É bem curiosa a história desta Senhora do Porto. Escrevemos desta, porque há mais duas imagens da mesma invocação: uma que é a da padroeira da paróquia da Senhora do Porto, ao Monte dos Burgos, e a terceira foi da casa da Prelada e está no Museu da Santa Casa da Misericórdia do Porto, na Rua das Flores. 


Mas, vamos à história da Senhora do Porto do Montebelo, ou do Fojo, se preferirem.
Durante a segunda invasão francesa, que ocorreu sob comando do general Soult, no ano de 1809, a cidade esteve a saque. Os soldados franceses, durante vários dias, além de terem cometido toda a sorte de tropelias e vilezas para com os portuenses, saquearam casas e igrejas de onde roubaram tudo o que tivesse valor.


Um certo dia, ainda no decurso da ocupação, apareceu ali para os lados do Bonfim um soldado francês a oferecer à venda, a quem com ele se cruzava, uma imagem de Nossa Senhora. Passou por ele um funcionário da Câmara que ofereceu pela imagem um pinto, moeda de prata corrente na época. Fez-se o “negócio” e o comprador levou a imagem à capela do Senhor Jesus da Boa-vista onde ficou sob a invocação de Nossa Senhora do Porto, que tem a sua festa anual exatamente hoje, terceiro domingo do mês de setembro.


Mas esta não é a única festa que se realiza ma capela. Importante também é a que se faz no primeiro domingo de Julho em louvor do próprio Senhor Jesus da Boa-vista, cuja imagem ocupa o lugar de honra, se assim se pode dizer, do altar principal da capela. Também esta imagem tem uma história. Foi seu autor o escultor portuense Manuel Soares de Oliveira, que um dia fez a promessa de esculpir uma imagem do Senhor Jesus da Boa-vista, em tamanho natural, que ofereceria à capela se ficasse livre do serviço militar. Assim aconteceu e o artista cumpriu a promessa.


Durante o Cerco (1832/1833) foi construída uma linha de defesa do Porto que, nesta zona da cidade, passava junto da capela do Senhor Jesus da Boa-vista.
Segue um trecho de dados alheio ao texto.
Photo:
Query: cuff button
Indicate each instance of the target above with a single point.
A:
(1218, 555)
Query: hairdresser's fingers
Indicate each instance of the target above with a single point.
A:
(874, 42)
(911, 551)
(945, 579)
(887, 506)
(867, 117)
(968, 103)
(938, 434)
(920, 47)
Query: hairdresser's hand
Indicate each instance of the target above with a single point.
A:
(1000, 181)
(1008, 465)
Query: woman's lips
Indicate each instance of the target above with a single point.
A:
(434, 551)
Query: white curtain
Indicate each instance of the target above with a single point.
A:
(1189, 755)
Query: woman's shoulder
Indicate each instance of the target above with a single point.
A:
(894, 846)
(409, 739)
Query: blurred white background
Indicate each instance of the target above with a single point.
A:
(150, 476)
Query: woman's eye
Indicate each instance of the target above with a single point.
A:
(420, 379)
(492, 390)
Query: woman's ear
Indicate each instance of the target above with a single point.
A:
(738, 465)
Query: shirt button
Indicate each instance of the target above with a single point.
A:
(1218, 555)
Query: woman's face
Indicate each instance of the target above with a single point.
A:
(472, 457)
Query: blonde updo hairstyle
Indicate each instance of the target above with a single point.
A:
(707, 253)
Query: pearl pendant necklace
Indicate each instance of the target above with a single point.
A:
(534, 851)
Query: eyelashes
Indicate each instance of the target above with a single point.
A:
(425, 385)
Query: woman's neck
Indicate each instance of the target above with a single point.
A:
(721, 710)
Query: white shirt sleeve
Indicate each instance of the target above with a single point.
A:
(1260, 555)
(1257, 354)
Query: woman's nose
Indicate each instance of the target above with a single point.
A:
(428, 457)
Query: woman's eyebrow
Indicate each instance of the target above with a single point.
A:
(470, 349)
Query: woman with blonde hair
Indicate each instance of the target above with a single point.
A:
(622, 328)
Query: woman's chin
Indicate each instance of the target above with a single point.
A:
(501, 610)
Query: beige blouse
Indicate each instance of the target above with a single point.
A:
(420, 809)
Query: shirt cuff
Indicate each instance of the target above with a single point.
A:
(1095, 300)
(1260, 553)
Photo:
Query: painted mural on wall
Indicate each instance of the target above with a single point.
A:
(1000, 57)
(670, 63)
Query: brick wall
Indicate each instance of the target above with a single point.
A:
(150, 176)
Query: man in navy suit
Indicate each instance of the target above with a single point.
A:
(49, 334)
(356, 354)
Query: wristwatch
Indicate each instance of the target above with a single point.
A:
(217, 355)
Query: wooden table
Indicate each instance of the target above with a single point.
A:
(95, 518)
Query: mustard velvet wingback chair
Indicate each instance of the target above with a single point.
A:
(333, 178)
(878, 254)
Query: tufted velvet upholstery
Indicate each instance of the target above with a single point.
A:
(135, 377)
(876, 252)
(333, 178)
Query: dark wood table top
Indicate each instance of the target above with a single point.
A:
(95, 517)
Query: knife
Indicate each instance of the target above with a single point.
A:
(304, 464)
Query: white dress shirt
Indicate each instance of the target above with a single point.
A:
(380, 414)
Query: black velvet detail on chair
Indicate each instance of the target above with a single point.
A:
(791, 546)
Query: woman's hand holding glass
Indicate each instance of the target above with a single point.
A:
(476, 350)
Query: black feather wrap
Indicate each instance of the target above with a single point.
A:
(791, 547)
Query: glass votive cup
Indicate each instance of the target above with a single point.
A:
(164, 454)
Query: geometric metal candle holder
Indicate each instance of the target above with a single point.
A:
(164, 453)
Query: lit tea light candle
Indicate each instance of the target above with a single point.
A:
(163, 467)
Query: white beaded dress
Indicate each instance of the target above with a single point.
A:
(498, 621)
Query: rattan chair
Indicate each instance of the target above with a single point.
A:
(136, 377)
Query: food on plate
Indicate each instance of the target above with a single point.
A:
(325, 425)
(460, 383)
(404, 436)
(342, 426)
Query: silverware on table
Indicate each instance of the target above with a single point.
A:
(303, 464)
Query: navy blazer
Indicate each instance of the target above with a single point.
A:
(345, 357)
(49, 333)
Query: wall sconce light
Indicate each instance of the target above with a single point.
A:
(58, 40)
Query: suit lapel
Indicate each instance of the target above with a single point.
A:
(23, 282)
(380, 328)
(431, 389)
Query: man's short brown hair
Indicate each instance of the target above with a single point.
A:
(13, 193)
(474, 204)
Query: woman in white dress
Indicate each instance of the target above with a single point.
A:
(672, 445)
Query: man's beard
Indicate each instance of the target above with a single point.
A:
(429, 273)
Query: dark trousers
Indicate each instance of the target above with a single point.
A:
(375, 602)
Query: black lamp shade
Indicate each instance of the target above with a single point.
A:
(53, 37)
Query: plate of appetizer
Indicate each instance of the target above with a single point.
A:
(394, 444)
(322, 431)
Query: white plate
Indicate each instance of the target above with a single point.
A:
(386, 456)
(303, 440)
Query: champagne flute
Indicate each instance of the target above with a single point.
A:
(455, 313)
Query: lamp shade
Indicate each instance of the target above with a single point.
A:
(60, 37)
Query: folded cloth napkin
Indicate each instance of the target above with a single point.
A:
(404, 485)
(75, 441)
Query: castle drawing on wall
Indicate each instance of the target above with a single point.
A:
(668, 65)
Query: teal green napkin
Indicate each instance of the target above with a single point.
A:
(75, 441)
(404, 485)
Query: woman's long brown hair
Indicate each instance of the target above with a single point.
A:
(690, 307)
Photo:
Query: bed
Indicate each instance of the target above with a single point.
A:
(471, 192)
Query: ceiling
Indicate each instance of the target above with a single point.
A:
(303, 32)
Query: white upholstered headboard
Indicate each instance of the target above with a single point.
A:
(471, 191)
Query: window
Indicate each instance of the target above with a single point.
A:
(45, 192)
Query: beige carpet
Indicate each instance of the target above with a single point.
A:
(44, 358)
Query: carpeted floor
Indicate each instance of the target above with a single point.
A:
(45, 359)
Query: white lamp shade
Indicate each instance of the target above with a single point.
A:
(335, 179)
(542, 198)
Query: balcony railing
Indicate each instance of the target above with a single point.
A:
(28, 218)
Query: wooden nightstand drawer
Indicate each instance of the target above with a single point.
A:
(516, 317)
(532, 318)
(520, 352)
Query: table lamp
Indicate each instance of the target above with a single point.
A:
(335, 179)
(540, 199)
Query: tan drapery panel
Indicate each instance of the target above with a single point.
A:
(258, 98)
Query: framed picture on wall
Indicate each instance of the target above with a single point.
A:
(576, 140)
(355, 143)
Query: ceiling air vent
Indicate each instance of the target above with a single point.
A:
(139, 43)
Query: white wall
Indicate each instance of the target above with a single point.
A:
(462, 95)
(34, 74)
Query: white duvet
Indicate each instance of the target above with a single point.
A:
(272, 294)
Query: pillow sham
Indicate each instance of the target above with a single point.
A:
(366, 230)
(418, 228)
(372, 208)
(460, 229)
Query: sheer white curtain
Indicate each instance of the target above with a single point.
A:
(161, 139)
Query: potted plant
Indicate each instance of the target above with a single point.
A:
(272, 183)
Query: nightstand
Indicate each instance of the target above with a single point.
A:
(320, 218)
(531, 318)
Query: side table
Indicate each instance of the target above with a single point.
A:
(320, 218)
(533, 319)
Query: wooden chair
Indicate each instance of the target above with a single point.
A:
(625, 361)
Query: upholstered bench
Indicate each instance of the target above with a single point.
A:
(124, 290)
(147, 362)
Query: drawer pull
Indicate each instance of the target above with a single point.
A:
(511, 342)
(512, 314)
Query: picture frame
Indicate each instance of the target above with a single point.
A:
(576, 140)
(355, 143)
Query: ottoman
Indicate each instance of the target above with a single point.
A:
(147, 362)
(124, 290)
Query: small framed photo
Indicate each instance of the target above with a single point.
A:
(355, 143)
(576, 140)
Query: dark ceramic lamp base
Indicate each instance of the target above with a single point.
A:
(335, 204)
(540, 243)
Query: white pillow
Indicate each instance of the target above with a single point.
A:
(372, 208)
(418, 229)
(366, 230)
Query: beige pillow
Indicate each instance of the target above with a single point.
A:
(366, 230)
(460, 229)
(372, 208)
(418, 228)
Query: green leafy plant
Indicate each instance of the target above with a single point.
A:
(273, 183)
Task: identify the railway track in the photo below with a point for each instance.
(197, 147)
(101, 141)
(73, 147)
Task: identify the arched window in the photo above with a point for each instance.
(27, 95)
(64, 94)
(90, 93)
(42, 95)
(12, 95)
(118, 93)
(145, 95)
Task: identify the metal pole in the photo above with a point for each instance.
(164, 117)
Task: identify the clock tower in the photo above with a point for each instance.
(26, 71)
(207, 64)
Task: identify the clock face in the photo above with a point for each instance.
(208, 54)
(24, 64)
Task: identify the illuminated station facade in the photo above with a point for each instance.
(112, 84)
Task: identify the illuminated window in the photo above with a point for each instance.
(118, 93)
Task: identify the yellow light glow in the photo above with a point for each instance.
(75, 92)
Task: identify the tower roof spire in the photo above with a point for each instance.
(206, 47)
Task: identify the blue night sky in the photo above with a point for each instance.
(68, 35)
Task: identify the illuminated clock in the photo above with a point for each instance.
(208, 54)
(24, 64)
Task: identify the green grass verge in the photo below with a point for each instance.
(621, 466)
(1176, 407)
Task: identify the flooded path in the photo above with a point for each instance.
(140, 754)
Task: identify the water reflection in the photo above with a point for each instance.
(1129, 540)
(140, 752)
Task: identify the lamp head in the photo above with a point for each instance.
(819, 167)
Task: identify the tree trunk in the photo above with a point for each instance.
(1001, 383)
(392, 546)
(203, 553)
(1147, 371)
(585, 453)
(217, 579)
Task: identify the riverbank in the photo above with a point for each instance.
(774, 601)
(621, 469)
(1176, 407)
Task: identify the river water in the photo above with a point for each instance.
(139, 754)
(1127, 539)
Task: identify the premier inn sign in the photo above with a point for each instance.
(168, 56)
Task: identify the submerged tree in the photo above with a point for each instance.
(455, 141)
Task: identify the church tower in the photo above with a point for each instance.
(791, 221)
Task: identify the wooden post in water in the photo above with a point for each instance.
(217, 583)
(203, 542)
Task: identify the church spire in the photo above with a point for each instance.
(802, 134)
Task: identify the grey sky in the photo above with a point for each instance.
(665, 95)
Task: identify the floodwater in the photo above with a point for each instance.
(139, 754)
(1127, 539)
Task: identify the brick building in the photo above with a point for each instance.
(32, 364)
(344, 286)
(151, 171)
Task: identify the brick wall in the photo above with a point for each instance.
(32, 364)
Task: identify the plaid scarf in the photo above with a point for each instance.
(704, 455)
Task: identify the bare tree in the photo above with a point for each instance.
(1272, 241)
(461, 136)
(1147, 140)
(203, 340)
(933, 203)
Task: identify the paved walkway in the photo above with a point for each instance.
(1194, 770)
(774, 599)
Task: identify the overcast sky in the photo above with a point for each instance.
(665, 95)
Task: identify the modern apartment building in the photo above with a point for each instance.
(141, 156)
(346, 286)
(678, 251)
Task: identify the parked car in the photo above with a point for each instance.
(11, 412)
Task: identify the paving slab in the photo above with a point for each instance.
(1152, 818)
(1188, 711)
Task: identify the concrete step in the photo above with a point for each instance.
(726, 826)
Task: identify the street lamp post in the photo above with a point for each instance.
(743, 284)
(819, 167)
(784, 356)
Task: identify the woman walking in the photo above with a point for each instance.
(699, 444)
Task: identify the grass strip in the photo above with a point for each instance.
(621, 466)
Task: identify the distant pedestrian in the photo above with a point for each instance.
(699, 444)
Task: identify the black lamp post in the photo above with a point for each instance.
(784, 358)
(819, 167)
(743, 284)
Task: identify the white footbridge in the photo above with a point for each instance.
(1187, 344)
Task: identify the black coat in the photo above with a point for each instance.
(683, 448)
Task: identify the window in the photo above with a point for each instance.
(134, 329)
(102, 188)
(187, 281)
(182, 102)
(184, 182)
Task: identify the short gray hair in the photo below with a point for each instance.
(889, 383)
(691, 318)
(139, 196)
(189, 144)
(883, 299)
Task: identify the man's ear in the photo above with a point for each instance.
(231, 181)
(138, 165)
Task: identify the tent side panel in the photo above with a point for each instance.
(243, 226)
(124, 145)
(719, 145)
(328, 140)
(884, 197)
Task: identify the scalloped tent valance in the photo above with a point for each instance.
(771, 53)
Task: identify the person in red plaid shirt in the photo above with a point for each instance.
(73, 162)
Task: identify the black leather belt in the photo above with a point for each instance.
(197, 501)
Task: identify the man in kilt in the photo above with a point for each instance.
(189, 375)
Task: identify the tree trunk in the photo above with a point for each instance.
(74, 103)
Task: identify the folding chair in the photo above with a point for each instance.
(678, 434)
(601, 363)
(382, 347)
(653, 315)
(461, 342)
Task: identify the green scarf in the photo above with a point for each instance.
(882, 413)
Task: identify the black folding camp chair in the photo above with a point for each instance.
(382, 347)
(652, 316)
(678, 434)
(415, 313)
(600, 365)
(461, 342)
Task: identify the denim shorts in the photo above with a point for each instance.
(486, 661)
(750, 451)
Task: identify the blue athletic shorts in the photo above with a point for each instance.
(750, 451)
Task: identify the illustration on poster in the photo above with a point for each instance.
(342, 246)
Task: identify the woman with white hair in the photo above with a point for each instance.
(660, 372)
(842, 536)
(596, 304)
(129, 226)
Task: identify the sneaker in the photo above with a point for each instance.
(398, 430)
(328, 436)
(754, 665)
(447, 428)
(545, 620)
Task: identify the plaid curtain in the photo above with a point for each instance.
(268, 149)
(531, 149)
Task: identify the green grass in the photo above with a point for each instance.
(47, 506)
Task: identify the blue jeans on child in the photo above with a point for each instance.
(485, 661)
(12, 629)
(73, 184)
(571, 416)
Por causa disso, o pequeno templo foi muito danificado pelos obuses que a atingiram durante os renhidos combates que se travaram no alto do penhasco do Fojo. O sitio era privilegiado porque dele era impossível atingir a sempre muito movimentada estrada de Valongo. A ampliação da capela feita em 1864 teve, também, entre outros, o objetivo de reparar as mazelas causadas pela guerra civil que opôs as tropas de D. Miguel ao exército de D. Pedro IV.


O sítio onde agora corre a Avenida Fernão de Magalhães, antes da abertura das artérias circundantes e da construção de enormes edifícios, chamava-se simplesmente Montebelo. A Rua do Amparo (evocação a Nossa Senhora do Amparo?) era, antigamente, a Viela da Palha. E havia o lugar de Goelas de Pau, com seu belo mirante, onde também se travaram combates durante a segunda invasão francesa e no tempo do Cerco. O Governo português comprou esta propriedade em 1892 e, sete anos depois, por ocasião de uma epidemia que assolou a cidade, chamada a peste bubónica, construiu-se ali um hospital para tratamento dos pestíferos. O Hospital Joaquim Urbano.